While some birders continued to roam byways, many confined their birdwatching to brief morning sorties to neighborhood parks well before the arrival of joggers and dog walkers. Others chose to hunker down in their own backyards, content to witness spring’s arrival close to home, and perhaps rediscover overlooked pleasures.
For stay-at-home birders, the importance of well-stocked feeders and a water drip became crucial to attracting more species and increasing birdlife activity. Suet and sunflower seeds became hot items for most species.
This was a spring and summer during which I paid much closer attention to the similarities and differences among various species as they crossed paths in the backyard. Claiming one’s territory, building and defending a nesting site, and feeding in close proximity were activities that created challenges.

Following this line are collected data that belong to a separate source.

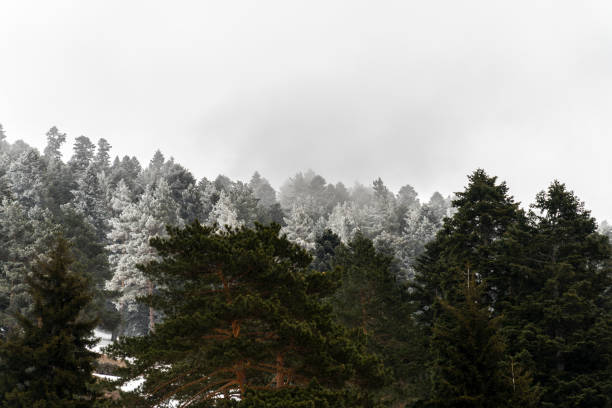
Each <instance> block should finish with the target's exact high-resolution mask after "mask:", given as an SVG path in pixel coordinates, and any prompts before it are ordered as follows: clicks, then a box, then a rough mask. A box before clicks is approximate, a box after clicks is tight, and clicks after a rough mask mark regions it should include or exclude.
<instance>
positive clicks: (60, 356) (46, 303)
mask: <svg viewBox="0 0 612 408" xmlns="http://www.w3.org/2000/svg"><path fill="white" fill-rule="evenodd" d="M71 263H72V258H71V256H70V253H69V249H68V243H67V241H65V240H64V239H62V238H59V239H58V240H57V242H56V243H55V244H54V246H53V248H52V249H51V251H50V253H49V254H48V257H47V258H46V259H45V260H40V261H39V262H38V264H37V265H36V266H35V268H34V269H33V273H32V276H31V278H29V279H28V286H29V291H30V294H31V296H32V298H33V299H34V310H33V313H32V320H30V319H28V318H26V317H24V316H20V318H19V321H20V325H21V327H22V329H23V334H22V335H21V336H15V337H12V338H9V339H8V340H7V341H6V342H3V343H0V402H1V405H2V406H7V407H23V408H26V407H58V408H59V407H62V408H64V407H65V408H70V407H72V408H77V407H92V406H93V403H94V397H95V394H94V393H93V392H92V391H91V388H90V387H91V385H92V383H93V382H94V379H93V376H92V375H91V374H92V371H93V363H94V360H95V357H96V354H95V353H93V352H91V351H89V350H88V349H87V347H91V346H92V345H93V344H94V341H92V340H91V336H92V334H93V333H92V331H93V328H94V327H95V321H90V320H84V319H82V316H81V313H82V311H83V310H84V308H85V307H86V306H87V304H88V303H89V301H90V299H91V295H90V294H89V291H88V284H87V282H86V281H85V280H84V279H83V278H81V277H79V276H77V275H75V274H74V273H73V272H71V271H70V265H71Z"/></svg>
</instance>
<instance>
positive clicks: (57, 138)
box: [44, 126, 66, 162]
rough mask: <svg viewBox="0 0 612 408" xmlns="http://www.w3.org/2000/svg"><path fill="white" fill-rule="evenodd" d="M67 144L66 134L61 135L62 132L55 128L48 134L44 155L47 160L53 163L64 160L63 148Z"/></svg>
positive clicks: (49, 131)
mask: <svg viewBox="0 0 612 408" xmlns="http://www.w3.org/2000/svg"><path fill="white" fill-rule="evenodd" d="M65 142H66V134H65V133H60V131H59V130H58V129H57V128H56V127H55V126H53V127H52V128H51V129H49V131H48V132H47V146H46V147H45V151H44V155H45V158H46V159H47V160H48V161H50V162H52V161H55V162H59V161H61V160H62V152H61V150H60V149H61V147H62V145H63V144H64V143H65Z"/></svg>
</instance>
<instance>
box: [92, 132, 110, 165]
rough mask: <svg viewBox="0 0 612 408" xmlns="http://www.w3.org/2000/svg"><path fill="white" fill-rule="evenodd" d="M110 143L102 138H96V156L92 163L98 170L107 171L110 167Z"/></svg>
mask: <svg viewBox="0 0 612 408" xmlns="http://www.w3.org/2000/svg"><path fill="white" fill-rule="evenodd" d="M111 147H112V146H111V145H110V143H108V141H107V140H106V139H104V138H101V139H100V140H98V150H97V152H96V157H95V160H94V164H95V166H96V169H97V170H98V171H105V172H106V171H108V169H109V168H110V154H109V153H108V152H110V149H111Z"/></svg>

Avoiding our customary Mid-Atlantic’s heat and humidity during late spring and summer, I stood guard early mornings and evenings, when birdlife would be most active. In-demand feeders and sought-after bird baths presented plenty of opportunities to observe an array of behaviors: boldness and timidity, bullying and pitched battles, as well as gentler signs of tolerance and accommodation.
The most pugnacious species were European starlings and common grackles, glaring at other feeder birds and threatening havoc if any dared to interrupt their noisy feeding. They, however, fed side by side together without squabbling much. Smaller birds quickly learned to avoid both species. Next in the hierarchy of feistiness were house sparrows, which, despite their small size, terrorized all but the largest birds in the backyard. Red-bellied woodpeckers, too, sent most other species fleeing when they approached feeders. In general, larger species displaced smaller ones, sometimes with threats and intimidation and other times simply by their sheer size.
The most polite and genteel species were chickadees, titmice, hummingbirds, catbirds and thrashers. The smallest birds relied on quickness and an acute sense of timing, adroitly darting to the feeders and suet when bullies briefly were away.
On my watch, there were disappointments as well as unexpected delights. For the first time in many years, no house wren blessed our backyard. This welcome visitor often took up residency in a nestbox next to the patio, giving us joyful rambling songs and exuberant nest-building behavior each spring. Sadly, not one dropped by this year.
Instead, Carolina chickadees settled into the nestbox and raised three chicks just a few feet from the feeders. Within about two weeks, the chicks fledged, tumbling out of the nestbox in rapid-fire, flying off in different directions as their startled parents called in vain to coral them. And the fledglings quickly disappeared from sight.
In early summer, suet was the food of choice for gray catbirds and brown thrashers, whose chicks settled under the suet cage, mouths agape, waiting for parents to fill their hungry gullets. Too soon these fledglings vanished as well.
Later in this surreal and bittersweet summer, our restlessness swelled and we longed for a road trip or a food or music festival. Then, right on schedule, goldfinches swarmed to coneflowers and black-eyed susans in the backyard, a balm that heralds their late summer nesting.
Nature’s realm benignly follows ancient seasonal rhythms, seemingly indifferent to human vicissitudes. Our backyards bring not only joy and solace, but also grant us a reassuring safe haven during times of uncertainty and anxiety.